Today, however, it is politically effective, and socially acceptable, to deny scientific fact. Narrowly defined, “creationism” was a minor current in American thinking for much of the 20th century. But in the years since I was a student, a well-funded effort has skillfully rebranded that ideology as “creation science” and pushed it into classrooms across the country. Though transparently unscientific, denying evolution has become a litmus test for some conservative politicians, even at the highest levels. Meanwhile, climate deniers, taking pages from the creationists’ PR playbook, have manufactured doubt about fundamental issues in climate science that were decided scientifically decades ago. And anti-vaccine campaigners brandish a few long-discredited studies to make unproven claims about links between autism and vaccination."
This whole piece is well worth reading in its entirety.
Alas, we see the same thing here, every week, with one ideologue after another declaring that science is a capitalist plot, that corporations (Big Pharma, Big Energy, Big Ag, Big Whatever) bribe or intimidate science into distorting or hiding or falsifying data (whether it's vaccines, nuclear, GMOs, or whatever), and that scientific data and conclusions should be rejected solely because of which "side" they come from. And whether it comes from the left or the right, the CT is the same: "they" (whether it's "the gubmint" or "the corporations" or "the commie environmentalists" or "the rich capitalists") are just making it all up to fit their ideological/economic/political agenda, and are conspiring to hide and suppress "the truth".
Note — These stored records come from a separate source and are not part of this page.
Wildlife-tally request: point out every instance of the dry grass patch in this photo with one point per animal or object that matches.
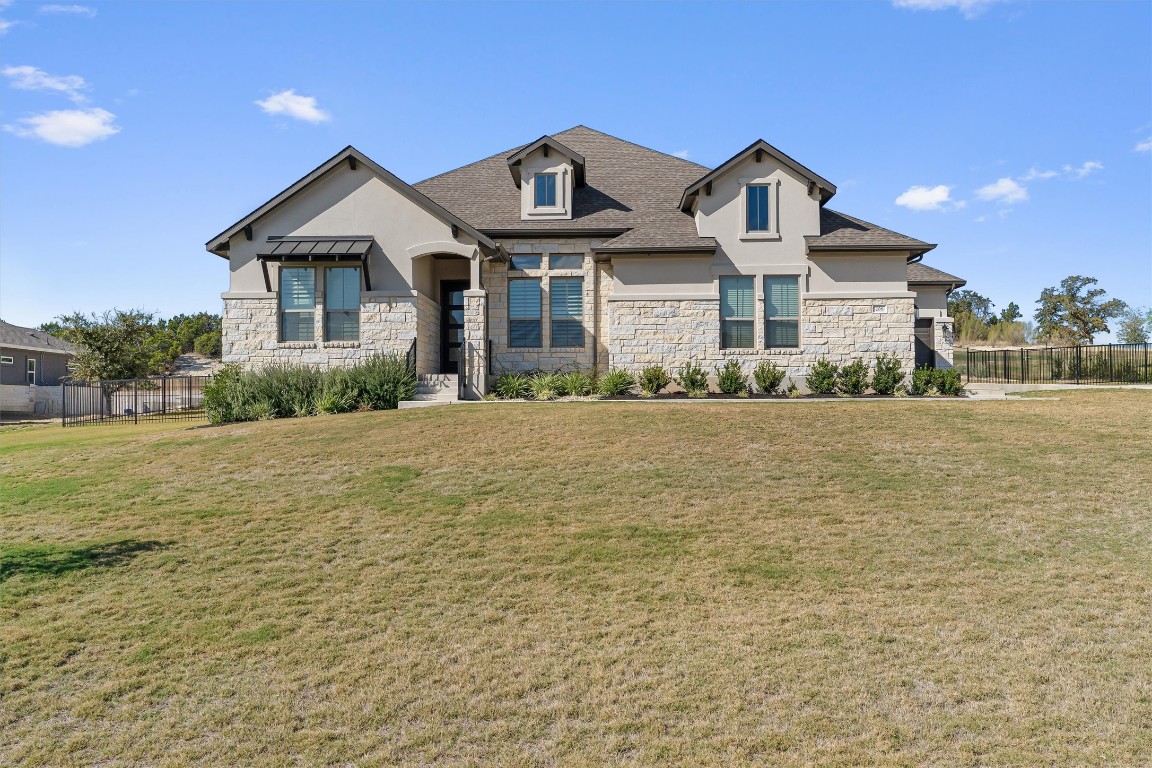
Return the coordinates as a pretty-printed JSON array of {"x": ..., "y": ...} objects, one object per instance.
[{"x": 842, "y": 584}]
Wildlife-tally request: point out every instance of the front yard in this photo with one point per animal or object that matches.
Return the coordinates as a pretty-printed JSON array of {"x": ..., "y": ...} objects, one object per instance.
[{"x": 585, "y": 584}]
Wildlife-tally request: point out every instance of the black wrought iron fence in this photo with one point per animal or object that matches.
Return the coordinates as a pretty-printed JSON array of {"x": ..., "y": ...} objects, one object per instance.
[
  {"x": 131, "y": 401},
  {"x": 1084, "y": 364}
]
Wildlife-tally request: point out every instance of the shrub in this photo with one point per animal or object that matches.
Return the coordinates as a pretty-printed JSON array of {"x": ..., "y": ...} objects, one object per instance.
[
  {"x": 732, "y": 378},
  {"x": 947, "y": 382},
  {"x": 383, "y": 381},
  {"x": 513, "y": 385},
  {"x": 576, "y": 383},
  {"x": 694, "y": 380},
  {"x": 768, "y": 377},
  {"x": 821, "y": 379},
  {"x": 887, "y": 374},
  {"x": 615, "y": 383},
  {"x": 653, "y": 379},
  {"x": 851, "y": 379},
  {"x": 923, "y": 380},
  {"x": 546, "y": 386}
]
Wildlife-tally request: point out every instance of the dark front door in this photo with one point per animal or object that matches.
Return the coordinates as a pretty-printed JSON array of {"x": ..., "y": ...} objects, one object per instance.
[
  {"x": 452, "y": 324},
  {"x": 924, "y": 352}
]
It's idiotic tinfoil-hat crackpottery, and it's sad beyond measure to see it here in the "reality-based community". It should be a bannable offense here, per KosRule 13:
13. Conspiracy theories
Extraordinary claims require evidence. If you don't have evidence, don't make the claim. So such things as "Bush was behind (or let happen) 9-11 attacks", or "the Mossad executed the London Tube bombings", or "Diebold stole the 2004 elections" are not allowed. Linking to discredited conspiracy sites isn't "providing evidence". If you want to trade in unsubstantiated craziness, you are in luck! The internet has about a million resources for you. Daily Kos just isn't one of them.
We do not tolerate silly InfoWars CT horse shit from the right wing. We should not tolerate it from the left wing either.